Drive continuous improvement in systems operations through tool building and automation
Ensuring efficient and scalable artifact deployments to production servers using automation scripts and other deployment tools
Monitor the SaaS environment and work with QA, Developers, Ops to identify and solve problems
Responding to and resolving technical emergencies. Availability for on-call after-hours support when required.
Design, manage and implement application deployments adhering to CI/CD methodology.
Architect and develop automation solutions across Amazon AWS, Microsoft Azure, and Google Cloud.
Implement monitoring tools (NewRelic, AppSignal), notifications set ups, webhooks etc.
Conduct audits and drills on the environments to ensure the system reliability and notifications.
Onboard / Manage the security solutions (WAF, SSL Pinning, Agro Tunnel), CDN. (CloudFlare/Akamai)
Work closely with the development and QA groups to support, improve, and integrate automated solutions into automation frameworks.
Automate configuration of various big data distributions such as Cloudera, HDP, or EMR and their various components such as Hadoop, Spark, etc.
Monitor and identify the areas to reduce the cost and suggest to reporting manager.
Other automation and analysis duties as assigned by the line manager.
Key Responsibilities: (What you will be responsible for)
Lead the end to end DevOps activities.
Developing and supporting full-stack platform infrastructure initiatives in a complex environment.
Implementation, monitoring and supporting all the deployment activities, dockers, containers, monitoring tools (appsignal, newrelic, etc).
Generate scripts to improve the efficiency of deployment & monitoring activities as and when required.

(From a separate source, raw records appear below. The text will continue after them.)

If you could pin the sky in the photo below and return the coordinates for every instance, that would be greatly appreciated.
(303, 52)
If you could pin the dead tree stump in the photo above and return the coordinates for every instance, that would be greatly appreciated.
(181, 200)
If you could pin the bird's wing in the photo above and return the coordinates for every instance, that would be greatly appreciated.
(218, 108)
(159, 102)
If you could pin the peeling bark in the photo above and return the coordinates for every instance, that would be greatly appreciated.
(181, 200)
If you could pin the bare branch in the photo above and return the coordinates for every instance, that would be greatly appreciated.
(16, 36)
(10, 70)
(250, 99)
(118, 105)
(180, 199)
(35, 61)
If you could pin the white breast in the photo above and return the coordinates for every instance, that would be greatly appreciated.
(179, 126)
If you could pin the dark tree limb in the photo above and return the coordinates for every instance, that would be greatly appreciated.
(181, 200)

Ensuring efficient and scalable artifact deployments to production servers using automation scripts and other deployment tools
Provide technical support of all the applications as required. (after hours support is expected).

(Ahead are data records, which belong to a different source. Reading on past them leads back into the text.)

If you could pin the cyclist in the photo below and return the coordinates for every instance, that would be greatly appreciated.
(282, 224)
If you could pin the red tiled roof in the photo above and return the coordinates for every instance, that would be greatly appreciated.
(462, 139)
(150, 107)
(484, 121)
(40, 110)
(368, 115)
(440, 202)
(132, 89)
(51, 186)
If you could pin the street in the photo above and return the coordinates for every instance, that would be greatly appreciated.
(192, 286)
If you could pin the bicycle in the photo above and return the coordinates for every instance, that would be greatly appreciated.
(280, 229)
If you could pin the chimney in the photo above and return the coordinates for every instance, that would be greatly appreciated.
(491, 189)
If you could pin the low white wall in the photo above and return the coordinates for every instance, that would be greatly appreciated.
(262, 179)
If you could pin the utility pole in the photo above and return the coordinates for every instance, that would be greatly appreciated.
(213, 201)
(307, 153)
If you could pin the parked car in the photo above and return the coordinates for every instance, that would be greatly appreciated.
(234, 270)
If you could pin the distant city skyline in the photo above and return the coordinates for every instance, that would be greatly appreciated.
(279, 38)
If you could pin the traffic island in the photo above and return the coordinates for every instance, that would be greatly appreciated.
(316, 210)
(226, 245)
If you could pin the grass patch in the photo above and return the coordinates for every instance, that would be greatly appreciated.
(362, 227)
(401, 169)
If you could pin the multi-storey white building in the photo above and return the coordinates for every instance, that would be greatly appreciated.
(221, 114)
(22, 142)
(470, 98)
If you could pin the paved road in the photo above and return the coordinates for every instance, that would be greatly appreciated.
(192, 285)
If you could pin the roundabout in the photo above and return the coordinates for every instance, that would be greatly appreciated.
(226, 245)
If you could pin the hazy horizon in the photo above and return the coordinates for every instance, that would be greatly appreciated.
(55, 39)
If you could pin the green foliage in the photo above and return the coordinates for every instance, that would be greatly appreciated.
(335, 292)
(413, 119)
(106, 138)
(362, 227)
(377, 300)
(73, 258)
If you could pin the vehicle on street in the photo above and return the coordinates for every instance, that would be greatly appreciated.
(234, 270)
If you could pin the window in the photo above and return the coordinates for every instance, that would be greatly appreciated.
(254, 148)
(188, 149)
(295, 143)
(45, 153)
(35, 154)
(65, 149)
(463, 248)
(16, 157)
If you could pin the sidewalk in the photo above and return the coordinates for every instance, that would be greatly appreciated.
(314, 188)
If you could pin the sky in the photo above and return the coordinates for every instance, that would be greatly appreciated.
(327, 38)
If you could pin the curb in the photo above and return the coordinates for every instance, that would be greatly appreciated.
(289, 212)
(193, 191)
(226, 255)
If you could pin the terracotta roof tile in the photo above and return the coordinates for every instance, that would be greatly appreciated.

Recommending the enhancements that will produce greater stability, scalability, and throughput for the platform.
To provide input to Development and Operations team members when new architectures, designs, and/or operational models are being formulated.
Responsible for providing technical expertise to other teams as you build specific expertise in the deployment and operational best practices specific to the platform.

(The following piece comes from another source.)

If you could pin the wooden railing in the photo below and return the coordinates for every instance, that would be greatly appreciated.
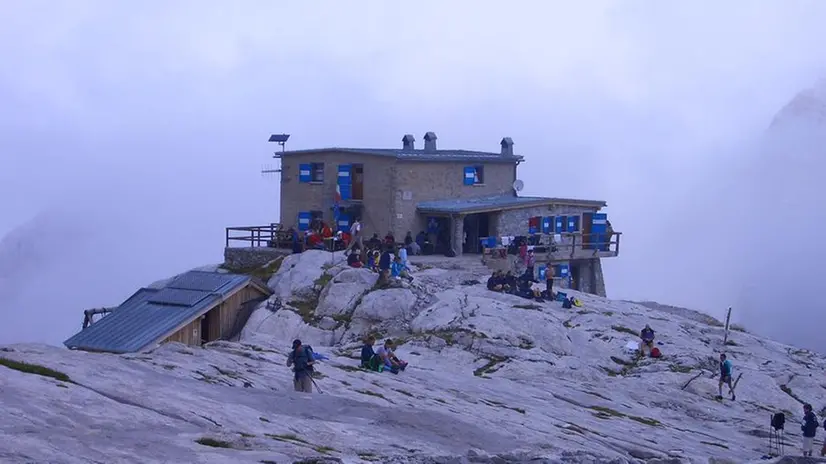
(258, 236)
(571, 246)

Architecting scalable technical solutions, lending technical guidance on DevOps best practices, supporting activities that span various stages of the DevOps pipeline (planning, dev/test, release and monitoring).
Managing, optimizing, monitoring and reporting on the infrastructure environment, and researching latest development trends and technologies.
Generate weekly, monthly, quarterly reports (finance & usage stats).
Skills Required (What you will need)
Minimum of 5+ years of Site Reliability, DevOps, and/or Software Development experience, including experience in a growth-stage environment.
2+ years experience in architecting solutions within Amazon Web Services (AWS) and other
2+ years experience in Senior SRE DevOps role with cloud providers.
5+ years experience with deployment orchestration, automation, and security configuration management (Jenkins, Puppet, Ansible, Chef, Terraform etc.) preferred.
5+ years experience supporting the following Datastores/Databases: MS-SQL server, CosmosDB, MySQL, MongoDB, PostgreSQL, Cassandra
4+ years experience CI/CD (cirlceci), Container Orchestration (Docker, Kubernetes).
4+ years experience working across EC2, S3, Route53, ELB, cloud front, cloud formation
3+ years experience with Containers and Serverless architectures
2+ years experience with scripting languages like Python, Ruby etc
3+ years experience with distributed source control like Git, including branching, merging and release management
3+ years experience in managing web security solution (WAF), CDN.
Working knowledge of related technologies including encryption, IPsec, VLANs, VPNs, routing, firewalls, proxy services, LAN/WAN connectivity
Expertise in Big Data platform engineering; experience with MySQL and HBase strongly preferred
Possess strong communication and presentation skills, including both written and verbal.
Experience in automating the configuration of various big data distributions such as Cloudera, HDP, or EMR and their various components such as Hadoop, Spark, etc.
Experience working in SCRUM Frameworks in an Agile manner
Bachelors in computer science engineering or Equivalent.
Cloud Architecture related certifications (Amazon AWS Certified Solutions Architect Associate/Professional, Amazon AWS Certified SysOps/DevOps Engineer - Professional)
ITIL v3 / Agile DevOps certification is highly desired.